Mais, tant qu’Israël ne satisfait pas aux exigences turques, « il est impossible d’espérer un rétablissement et une normalisation des relations turco-israéliennes », a rappelé Erdogan avant son départ, lundi 12 septembre, pour une tournée hautement stratégique devant le conduire en Égypte, en Libye et en Tunisie.

 

Les incertitudes d’une situation régionale mouvante

L’influence croissante de la Turquie dans la région tient largement au fait qu’elle est perçue comme un intermédiaire, capable de s’adresser directement aux différentes parties. Ses difficultés récentes avec Israël pourraient fragiliser cette position. En même temps, avec le « printemps arabe » et la montée du sentiment anti-israélien en Égypte, l’équilibre stratégique de la région semble basculer à l’avantage de la Turquie. « La seule option pour Israël, s’il perd le soutien de l’Égypte, c’est de présenter des excuses. Sinon, ils se retrouveront bien seuls dans la région », estime Bacik.

 

Une dégradation lente et prévisible

La détérioration des relations entre la Turquie et Israël est sans précédent pour des alliés qui, il y a peu, menaient des manœuvres militaires communes et étaient les meilleurs partenaires commerciaux militaires. Déjà avant le raid sur le Mavi Marmara, ces relations avaient commencé à se détériorer. En 2008, l’offensive israélienne sur Gaza avait pris de court Ankara qui s’ingéniait à négocier un accord de paix entre Israël et la Syrie.
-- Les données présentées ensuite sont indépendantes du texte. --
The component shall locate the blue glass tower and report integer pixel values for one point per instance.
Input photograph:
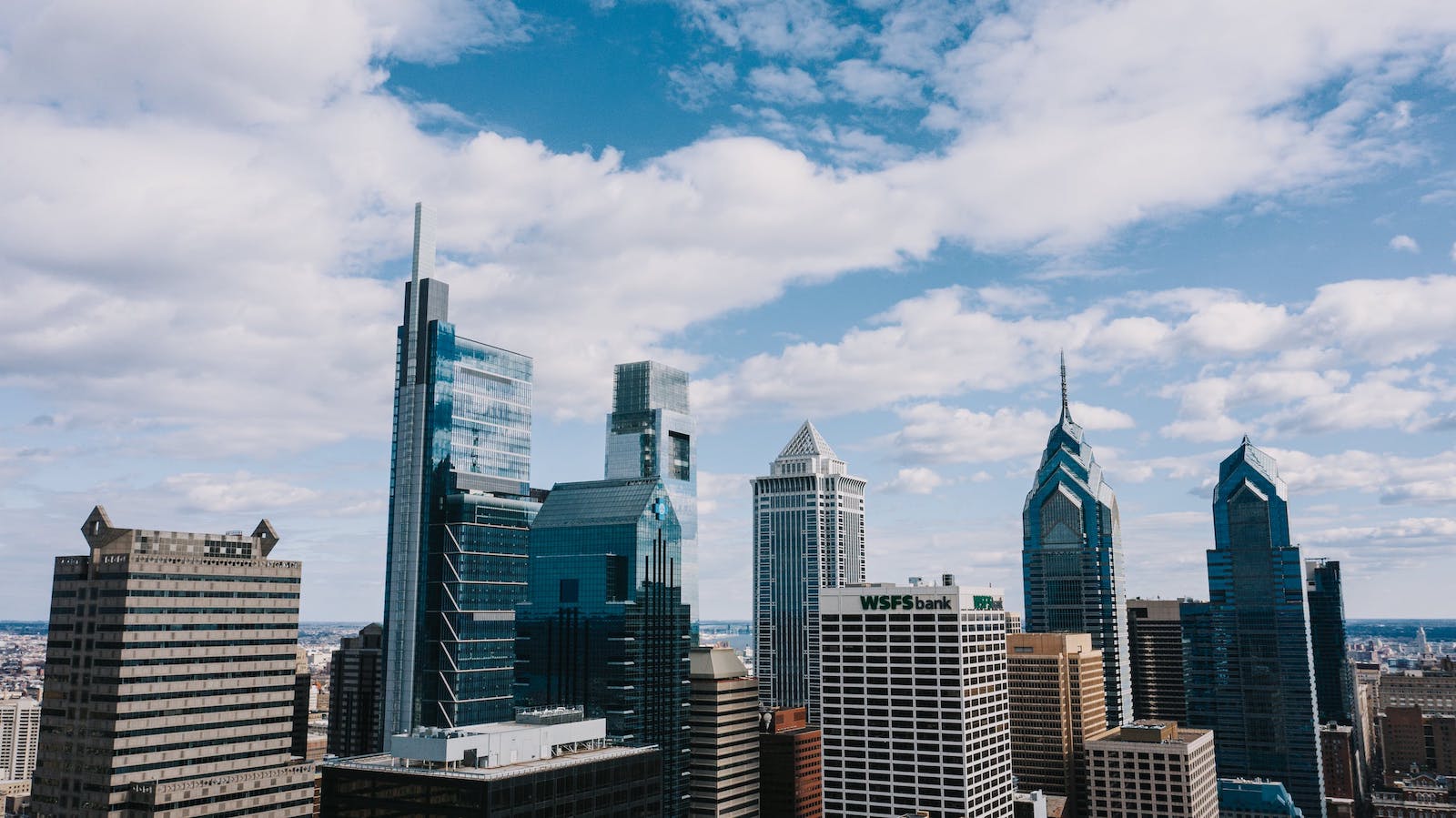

En 2009, au Forum économique de Davos, Erdogan avait lancé au président israélien Shimon Peres : « Vous savez comment tuer. »

 

Jeux dangereux et arrière-pensées politiciennes

La brouille qui suit l’affaire de Mavi Marmara a fait disparaître tous les signes pouvant rappeler l’alliance étroite d’autrefois, et a rendu improbable un rapprochement rapide, considèrent les experts, en particulier en raison de la personnalité des dirigeants actuellement à la tête des deux pays. « Je ne crois pas que le Parti de la justice et du développement en Turquie et la coalition dirigée par Netanyahou en Israël pourront trouver le moyen de rétablir les relations entre les deux pays », estime Kenes.

Restaurer les liens pourrait se révéler encore plus difficile si Ankara envisage sérieusement de soutenir de tout son poids les actions en justice visant à accuser les responsables israéliens de crimes de guerre et crimes contre l’humanité dans le raid du Mavi Marmara.

 

Le risque de commettre l’irréparable

Depuis ce raid, de telles plaintes ont été déposées en Angleterre, en Espagne, en Belgique et en Indonésie, pays dont des ressortissants étaient présents à bord. Mais, selon Buhari Cetinkaya, avocat turc de certaines victimes, Ankara a hésité à appuyer ces démarches tant que le rapport Palmer n’avait pas encore été publié. « C’est encourageant d’entendre que, désormais, les autorités vont soutenir ces actions en justice. Ç’aurait dû être le cas depuis », prétend-il. La plainte déposée devant le bureau du procureur d’Istanbul cite nommément des officiels israéliens de haut rang tels que le premier ministre Benjamin Netanyahou et le ministre des Affaires étrangères Avigdor Lieberman.

Il est peu probable que ces actions visant les responsables n’aboutissent ; en revanche, il est certain qu’elles vont compliquer toute chance de normalisation entre la Turquie et Israël.